Vescovi svizzeri: sanare le divisioni nella Chiesa e nella società
È un appello alla riconciliazione quello lanciato dalla Conferenza episcopale svizzera
(Ces), in vista della Festa federale di ringraziamento, penitenza e preghiera che
quest’anno si celebra il 20 settembre. In una lettera pastorale indirizzata a tutti
i fedeli, i presuli ricordano che “l’Onu ha dichiarato il 2009 Anno della riconciliazione.

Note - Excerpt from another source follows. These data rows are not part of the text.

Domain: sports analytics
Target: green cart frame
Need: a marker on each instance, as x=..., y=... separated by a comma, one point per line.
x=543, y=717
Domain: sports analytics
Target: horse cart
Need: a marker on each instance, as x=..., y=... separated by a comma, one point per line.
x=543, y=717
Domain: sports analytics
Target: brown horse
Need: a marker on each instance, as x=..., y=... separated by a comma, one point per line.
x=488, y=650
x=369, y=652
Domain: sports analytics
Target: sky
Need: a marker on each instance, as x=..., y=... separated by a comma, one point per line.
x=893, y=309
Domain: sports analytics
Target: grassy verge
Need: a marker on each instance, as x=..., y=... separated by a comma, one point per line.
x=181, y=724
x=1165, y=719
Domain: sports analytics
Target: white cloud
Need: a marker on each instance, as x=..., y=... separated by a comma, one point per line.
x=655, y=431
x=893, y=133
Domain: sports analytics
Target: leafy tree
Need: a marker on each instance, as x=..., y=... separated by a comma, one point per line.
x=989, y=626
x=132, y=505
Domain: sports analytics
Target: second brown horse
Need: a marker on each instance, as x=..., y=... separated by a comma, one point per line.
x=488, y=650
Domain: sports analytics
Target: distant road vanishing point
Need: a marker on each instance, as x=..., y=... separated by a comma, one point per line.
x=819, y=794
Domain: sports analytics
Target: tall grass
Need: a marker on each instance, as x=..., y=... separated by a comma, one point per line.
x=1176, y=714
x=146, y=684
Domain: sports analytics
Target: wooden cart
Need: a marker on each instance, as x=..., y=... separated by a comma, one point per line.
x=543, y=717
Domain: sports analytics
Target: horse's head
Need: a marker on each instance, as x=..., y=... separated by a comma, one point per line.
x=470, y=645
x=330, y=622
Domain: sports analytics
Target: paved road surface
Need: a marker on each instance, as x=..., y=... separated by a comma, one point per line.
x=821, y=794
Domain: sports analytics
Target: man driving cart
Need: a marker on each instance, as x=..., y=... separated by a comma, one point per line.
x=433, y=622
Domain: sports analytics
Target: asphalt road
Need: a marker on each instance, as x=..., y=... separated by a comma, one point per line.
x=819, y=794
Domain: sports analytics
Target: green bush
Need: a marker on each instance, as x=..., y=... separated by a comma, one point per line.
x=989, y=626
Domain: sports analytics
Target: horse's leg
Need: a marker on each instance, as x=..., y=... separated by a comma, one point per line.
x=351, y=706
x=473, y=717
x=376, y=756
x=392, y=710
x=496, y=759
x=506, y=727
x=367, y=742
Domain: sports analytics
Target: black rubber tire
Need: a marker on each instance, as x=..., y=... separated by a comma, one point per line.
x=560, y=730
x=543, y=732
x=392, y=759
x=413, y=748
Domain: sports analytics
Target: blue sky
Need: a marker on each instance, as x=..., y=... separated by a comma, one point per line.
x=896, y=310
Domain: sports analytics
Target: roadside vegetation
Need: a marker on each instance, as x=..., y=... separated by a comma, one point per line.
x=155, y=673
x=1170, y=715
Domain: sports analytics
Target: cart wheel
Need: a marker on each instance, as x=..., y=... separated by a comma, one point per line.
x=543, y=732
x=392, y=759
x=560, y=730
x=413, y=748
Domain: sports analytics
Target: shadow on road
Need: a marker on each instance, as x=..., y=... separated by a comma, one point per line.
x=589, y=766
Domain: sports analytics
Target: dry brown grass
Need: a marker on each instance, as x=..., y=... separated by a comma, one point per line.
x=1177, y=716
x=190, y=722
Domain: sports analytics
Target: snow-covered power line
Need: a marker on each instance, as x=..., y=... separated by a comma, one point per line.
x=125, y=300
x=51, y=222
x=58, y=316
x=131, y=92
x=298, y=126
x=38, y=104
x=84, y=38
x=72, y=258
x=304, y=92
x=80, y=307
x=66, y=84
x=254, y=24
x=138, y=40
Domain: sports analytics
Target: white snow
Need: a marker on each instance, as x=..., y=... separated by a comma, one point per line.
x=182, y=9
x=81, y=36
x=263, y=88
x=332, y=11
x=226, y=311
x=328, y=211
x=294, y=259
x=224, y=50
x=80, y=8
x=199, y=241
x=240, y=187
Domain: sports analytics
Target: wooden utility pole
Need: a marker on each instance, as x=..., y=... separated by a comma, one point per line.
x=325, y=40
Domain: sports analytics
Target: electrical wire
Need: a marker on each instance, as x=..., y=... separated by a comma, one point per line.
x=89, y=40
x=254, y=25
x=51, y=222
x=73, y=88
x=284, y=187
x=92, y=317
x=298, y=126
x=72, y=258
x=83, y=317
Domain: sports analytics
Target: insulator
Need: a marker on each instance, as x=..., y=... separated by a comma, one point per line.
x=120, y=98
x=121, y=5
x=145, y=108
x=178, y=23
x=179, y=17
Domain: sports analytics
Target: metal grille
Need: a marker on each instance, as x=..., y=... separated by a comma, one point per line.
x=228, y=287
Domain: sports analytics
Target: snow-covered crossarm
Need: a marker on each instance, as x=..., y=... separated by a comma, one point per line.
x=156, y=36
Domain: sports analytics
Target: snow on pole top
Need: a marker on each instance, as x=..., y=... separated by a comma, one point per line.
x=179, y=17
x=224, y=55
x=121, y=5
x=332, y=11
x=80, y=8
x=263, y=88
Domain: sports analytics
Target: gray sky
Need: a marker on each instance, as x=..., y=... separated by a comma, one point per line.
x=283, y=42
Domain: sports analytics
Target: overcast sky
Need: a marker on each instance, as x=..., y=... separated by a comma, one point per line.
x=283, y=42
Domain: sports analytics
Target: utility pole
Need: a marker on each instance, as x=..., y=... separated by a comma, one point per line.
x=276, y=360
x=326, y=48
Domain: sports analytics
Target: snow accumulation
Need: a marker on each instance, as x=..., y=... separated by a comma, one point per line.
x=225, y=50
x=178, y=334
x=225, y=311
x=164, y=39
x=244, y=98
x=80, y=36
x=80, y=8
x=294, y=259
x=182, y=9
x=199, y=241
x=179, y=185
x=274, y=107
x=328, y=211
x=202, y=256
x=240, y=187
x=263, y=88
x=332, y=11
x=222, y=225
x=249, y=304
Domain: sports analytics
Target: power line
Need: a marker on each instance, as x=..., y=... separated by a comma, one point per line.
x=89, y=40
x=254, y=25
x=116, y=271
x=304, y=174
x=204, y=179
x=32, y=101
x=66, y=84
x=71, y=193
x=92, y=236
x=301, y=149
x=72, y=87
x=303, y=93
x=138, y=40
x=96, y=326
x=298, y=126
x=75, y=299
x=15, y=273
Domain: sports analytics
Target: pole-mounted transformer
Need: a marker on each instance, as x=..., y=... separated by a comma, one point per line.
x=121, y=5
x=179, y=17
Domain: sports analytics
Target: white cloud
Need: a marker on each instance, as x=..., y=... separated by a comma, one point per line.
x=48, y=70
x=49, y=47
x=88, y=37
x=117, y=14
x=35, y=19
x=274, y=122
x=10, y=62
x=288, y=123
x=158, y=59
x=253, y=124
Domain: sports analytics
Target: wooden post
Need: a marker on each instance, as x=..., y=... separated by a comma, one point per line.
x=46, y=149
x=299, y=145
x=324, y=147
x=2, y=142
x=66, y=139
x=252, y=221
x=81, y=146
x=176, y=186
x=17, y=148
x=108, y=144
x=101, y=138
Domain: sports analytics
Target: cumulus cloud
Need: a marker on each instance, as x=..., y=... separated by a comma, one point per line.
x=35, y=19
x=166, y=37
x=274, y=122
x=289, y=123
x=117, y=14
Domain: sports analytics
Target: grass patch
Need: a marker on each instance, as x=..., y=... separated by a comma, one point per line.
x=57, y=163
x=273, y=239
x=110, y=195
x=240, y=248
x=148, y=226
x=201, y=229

Ma quest’anno ricorre anche il 40.mo anniversario della Commissione Giustizia e Pace
dei vescovi svizzeri”. Quindi, continua il messaggio, “la Festa federale di ringraziamento
offre l’occasione di riflettere su quello che, nel nostro Paese e nella nostra vita,
merita di essere riconciliato”. Poi, i presuli puntano il dito contro le numerose
controversie presenti nella società elvetica, come le tensioni tra gli svizzeri e
gli immigrati, il problema del mobbing nel mondo del lavoro, gli scontri tra partiti
politici, le incomprensioni in famiglia: “Uno dei segni sconvolgenti di tutto ciò
– si legge nel messaggio – è il numero crescente dei divorzi”. E le incomprensioni
non mancano neanche all’interno della Chiesa stessa, ribadiscono i vescovi svizzeri,
sia a livello diocesano che parrocchiale. Di qui, l’invito della Ces a guardare a
Dio, che “ci offre la riconciliazione e la pace attraverso suo Figlio Gesù Cristo”,
il quale ci ha riconciliati “morendo sulla croce per tutti gli uomini, senza distinzioni”.
Per questo, “come Chiesa e come battezzati, noi abbiamo una missione di riconciliazione,
tanto più urgente oggi, in un mondo globalizzato, ma spesso non riconciliato”. Come
impegnarsi, allora, a favore della pace? A questa domanda, i vescovi svizzeri rispondono
in modo molto concreto: “È illusorio – scrivono – pensare al pacifismo in generale;
meglio agire in quei contesti in cui si può veramente fare qualcosa, come in famiglia,
tra gli amici, nell’ambiente lavorativo e in parrocchia”. Infatti, ribadisce il messaggio
della Ces, “la riconciliazione ricomincia da noi stessi. Noi dobbiamo, in primo luogo,
riconoscere i nostri errori e poi dobbiamo cercare di comprendere il motivo dello
scontro con gli altri”. In fondo, continuano i vescovi, bisogna agire come i bambini
che “spesso litigano fra loro, ma si riappacificano in fretta e non portano rancore”.
Ma come fare ciò? La strada da seguire è quella del perdono, affermano i vescovi:
“Bisogna guarire dal passato perché ci sia la riconciliazione. E la guarigione è possibile
grazie al perdono, chiesto e donato”. “Voler dimenticare il passato – continuano i
presuli – non basta. L’oblio attiene alla memoria. Il perdono attiene al cuore e necessita
di tempo e di un percorso interiore”. Certo, riconosce la Ces, non si tratta di un
percorso facile; però ci aiuta il sapere che “non siamo noi a fare il primo passo,
perché Dio lo ha già compiuto prima di noi e ci ha proposto la riconciliazione e il
perdono”. Di qui, l’auspicio finale dei presuli che “la Chiesa elevetica e tutto il
Paese diventino esempi di riconciliazione. La Svizzera, una nazione piccola, neutrale,
ma aperta al mondo, ha la vocazione a lavorare per la riconciliazione”. (I.P.)